The Space Based Infrared Systems (SBIRS) High sensor payload is "meeting or exceeding our expectations," Ronald Sega, under secretary of the Air Force, told reporters at a Defense Writers Group breakfast attended by sister publication Defense Daily.

The sophisticated sensors are carried on a classified intelligence satellite launched in June and now operating in a highly elliptical orbit (HEO). The sensors are able to detect ballistic missiles from northern polar regions, according to Lockheed Martin, which leads the SBIRS High industry team. Northrop Grumman builds the sensors.

The Air Force announced Nov. 17 that the initial checkout of the sensors had been completed. The Space and Missile Systems Center (SMC), which oversees the SBIRS High program, said these activities focused on the calibration of the payload’s infrared sensors as well as line-of-sight testing.
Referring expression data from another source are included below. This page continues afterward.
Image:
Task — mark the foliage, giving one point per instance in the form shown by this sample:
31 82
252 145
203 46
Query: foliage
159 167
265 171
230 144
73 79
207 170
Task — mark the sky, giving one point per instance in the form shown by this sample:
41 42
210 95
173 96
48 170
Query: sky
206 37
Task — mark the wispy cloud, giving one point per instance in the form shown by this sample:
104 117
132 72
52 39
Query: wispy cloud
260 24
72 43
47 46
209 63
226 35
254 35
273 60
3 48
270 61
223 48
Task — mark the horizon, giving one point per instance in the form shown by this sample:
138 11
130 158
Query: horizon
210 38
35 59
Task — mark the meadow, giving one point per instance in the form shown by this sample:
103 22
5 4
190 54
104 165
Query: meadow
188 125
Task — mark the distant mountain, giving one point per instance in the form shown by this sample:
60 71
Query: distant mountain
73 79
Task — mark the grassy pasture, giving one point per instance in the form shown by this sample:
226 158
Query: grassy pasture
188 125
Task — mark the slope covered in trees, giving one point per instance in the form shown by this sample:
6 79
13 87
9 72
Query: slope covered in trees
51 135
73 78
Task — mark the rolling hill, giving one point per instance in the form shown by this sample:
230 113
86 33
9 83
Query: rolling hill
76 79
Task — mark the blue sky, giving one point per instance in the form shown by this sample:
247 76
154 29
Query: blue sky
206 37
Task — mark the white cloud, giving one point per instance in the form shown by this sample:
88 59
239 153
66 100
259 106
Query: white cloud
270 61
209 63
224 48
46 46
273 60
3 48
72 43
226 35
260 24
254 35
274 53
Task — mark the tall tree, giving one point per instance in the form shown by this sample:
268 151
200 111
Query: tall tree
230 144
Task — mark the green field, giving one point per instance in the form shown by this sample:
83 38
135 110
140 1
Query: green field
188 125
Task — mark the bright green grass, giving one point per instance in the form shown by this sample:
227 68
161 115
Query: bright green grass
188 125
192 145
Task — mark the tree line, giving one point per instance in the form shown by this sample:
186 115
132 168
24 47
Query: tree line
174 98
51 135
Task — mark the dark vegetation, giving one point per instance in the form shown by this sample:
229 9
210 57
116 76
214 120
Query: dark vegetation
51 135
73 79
The HEO 1 payload is still in the checkout phase, the Air Force says. In fact, the payload may not be fully operationally certified until mid 2008, according to SMC.

However, the on-orbit success of the payload to date is already increasing confidence in the design of the remaining sensors that are now being built for two SBIRS High satellites that will operate in geosynchronous orbit (GEO), senior Air Force officials said. Technical and integration challenges with the sensors caused schedule delays and significant cost growth to the SBIRS High program in the past.

"Many elements of that sensor that we now are actually testing and getting real data with are in fact the same one that are in the GEO sensor that is going through test and checkout assembly," Lt. Gen. Michael Hamel, SMC’s commander, said during a Nov. 17 meeting with reporters. "So it is a very positive step in terms of validating the designs."

The SBIRS High program wad restructured in 2005 after the program breached congressionally mandated limits on cost growth. The current program of record is for two HEO payloads and three GEO satellites — down from the five GEO satellites originally planned — in addition to the SBIRS High ground element that has been operational since 2001.

The Lockheed Martin-led team is under contract to provide the two HEO payloads and the first two GEO satellites. HEO 2, which like HEO 1 is destined for a classified intelligence satellite, has been delivered to the Air Force for integration on the host spacecraft.

The first launch of a GEO satellite is on track for late 2008, Air Force and industry officials say.

As part of the SBIRS High restructure, the Air Force has begun an Alternative Infrared Satellite System (AIRSS) program to mature new sensor technologies as a means of mitigating the chances that additional setbacks in the SBIRS High program could lead to a gap in U.S. missile launch warning capabilities.

Under AIRSS, the service awarded Raytheon a $54 million contract in September and SAIC a $25 million deal in October to develop prototype sensors that could eventually complement or replace the SBIRS High sensors.

Air Force space officials have said they want to be in the position around early 2008 to decide whether to procure the third SBIRS High GEO satellite or transition to the AIRSS, or perhaps even incorporate AIRSS sensors on later SBIRS High spacecraft.

The Air Force has a requirement for at least four GEO-based warning satellites to replace the current Defense Support Program missile warning constellation.

Sega said the service is mulling the best path forward for leveraging the new sensor technologies more quickly, noting that it "is a little bit early right now" to know the answers. "We are getting better and better at [infrared] detectors, not only for SBIRS, but for astronomy and all kinds of things," he said. "The question is how do you take advantage of that and insert them."

In addition to providing warning of ballistic missile launches, SBIRS sensors will support missile defense and supply technical intelligence and battlespace information to increase the situational awareness of combatant commanders, according to the Air Force.

The sensors will have improved sensitivity compared to the payloads on DSP satellites, the Air Force says.